The Continental Op gets hired by a blowhard businessman with a trigger temper and a legacy of shoddy merchandise sold to the US for World War I. Seems that someone has kidnapped his headstrong daughter, his only living relative, and demanded money to make amends for all the soldiers he let die in France...
Now, if you've read or seen at least two other stories involving kidnapping, you'll know how this story ends: the Op tracks down the kidnapper, who turns out to be the headstrong daughter who just wants to start life over away from dear old dad. It really doesn't matter what kidnapping stories you read; just about any story will give you the detective genre chops to identify the kidnapper.

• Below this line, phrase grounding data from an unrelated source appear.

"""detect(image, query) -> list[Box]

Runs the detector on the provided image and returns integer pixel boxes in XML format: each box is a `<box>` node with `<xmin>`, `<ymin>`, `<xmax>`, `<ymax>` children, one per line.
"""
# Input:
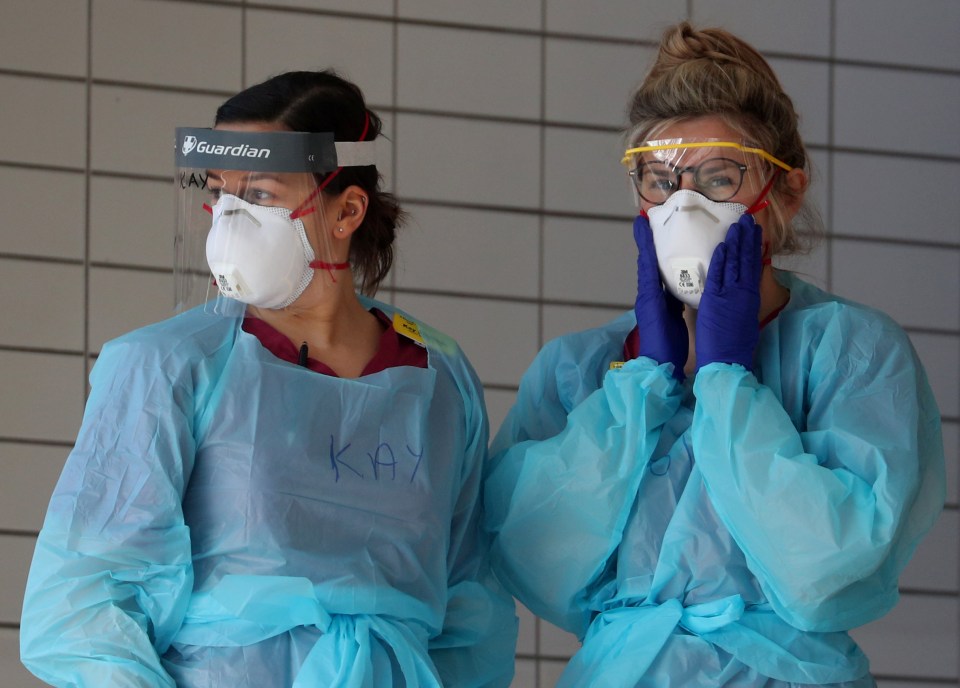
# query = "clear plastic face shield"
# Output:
<box><xmin>620</xmin><ymin>139</ymin><xmax>793</xmax><ymax>307</ymax></box>
<box><xmin>174</xmin><ymin>127</ymin><xmax>376</xmax><ymax>314</ymax></box>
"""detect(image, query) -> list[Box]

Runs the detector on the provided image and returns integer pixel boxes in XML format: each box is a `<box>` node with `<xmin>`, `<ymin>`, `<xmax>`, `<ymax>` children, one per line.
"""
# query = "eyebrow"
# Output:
<box><xmin>204</xmin><ymin>171</ymin><xmax>282</xmax><ymax>183</ymax></box>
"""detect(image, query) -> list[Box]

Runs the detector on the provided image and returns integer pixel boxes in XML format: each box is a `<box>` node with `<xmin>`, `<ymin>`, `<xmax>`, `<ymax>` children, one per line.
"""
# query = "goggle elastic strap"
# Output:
<box><xmin>744</xmin><ymin>170</ymin><xmax>780</xmax><ymax>215</ymax></box>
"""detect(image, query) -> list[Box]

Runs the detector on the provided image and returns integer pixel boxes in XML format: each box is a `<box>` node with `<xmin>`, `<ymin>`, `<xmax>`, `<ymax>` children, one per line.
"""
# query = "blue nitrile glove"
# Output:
<box><xmin>695</xmin><ymin>214</ymin><xmax>762</xmax><ymax>372</ymax></box>
<box><xmin>634</xmin><ymin>215</ymin><xmax>688</xmax><ymax>379</ymax></box>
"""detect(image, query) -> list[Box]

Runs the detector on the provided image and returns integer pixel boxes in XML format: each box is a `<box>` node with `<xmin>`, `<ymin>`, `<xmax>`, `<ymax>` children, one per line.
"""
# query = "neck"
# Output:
<box><xmin>248</xmin><ymin>270</ymin><xmax>374</xmax><ymax>349</ymax></box>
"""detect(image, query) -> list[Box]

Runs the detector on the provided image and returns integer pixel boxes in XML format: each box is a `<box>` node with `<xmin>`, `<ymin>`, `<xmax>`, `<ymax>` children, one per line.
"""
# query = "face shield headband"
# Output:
<box><xmin>174</xmin><ymin>119</ymin><xmax>376</xmax><ymax>312</ymax></box>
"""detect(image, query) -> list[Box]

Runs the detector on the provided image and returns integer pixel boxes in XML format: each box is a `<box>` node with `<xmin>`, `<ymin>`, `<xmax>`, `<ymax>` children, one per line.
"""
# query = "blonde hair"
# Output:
<box><xmin>627</xmin><ymin>22</ymin><xmax>821</xmax><ymax>256</ymax></box>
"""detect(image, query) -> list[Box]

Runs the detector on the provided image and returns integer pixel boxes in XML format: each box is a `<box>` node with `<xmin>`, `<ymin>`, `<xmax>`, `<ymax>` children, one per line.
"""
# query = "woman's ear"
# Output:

I'm not entirely sure what this story would look like to the 1920s reading audience, for whom Hammett was an unfamiliar name. (This was his first story published under his own name.) Maybe it was a shock?
Still, even if the mystery (what happened?) isn't very mysterious, there's several pleasures here, such as they mystery of how: how will the Continental Op solve the crime? There's a lot of attention paid to the Continental Op's shoe-leather detection--shadowing the ransom-payer, asking around at various stores, recognizing the minor con-man helping the daughter's scheme.
There's also the pleasure of the Op's ironic detachment as he observes all this. So his first view of the businessman's world:
Harvey Gatewood had issued orders that I was to be admitted as soon as I arrived, so it only took me a little less than fifteen minutes to thread my way past the doorkeepers, office boys, and secretaries who filled up most of the space between the Gatewood Lumber Corporation’s front door and the president’s private office.This looks like just a cute note about a man whose corporate life has taken over his personal life, but it turns out to be a clue that the Op uses to identify the kidnapper. We could also see this as one of Hammett's signature moves, filling up the world with lots of spear carriers and incidentals, any of whom might turn out to be important to the mystery. There's a lesson there for budding crime writers: you can bury clues in snark.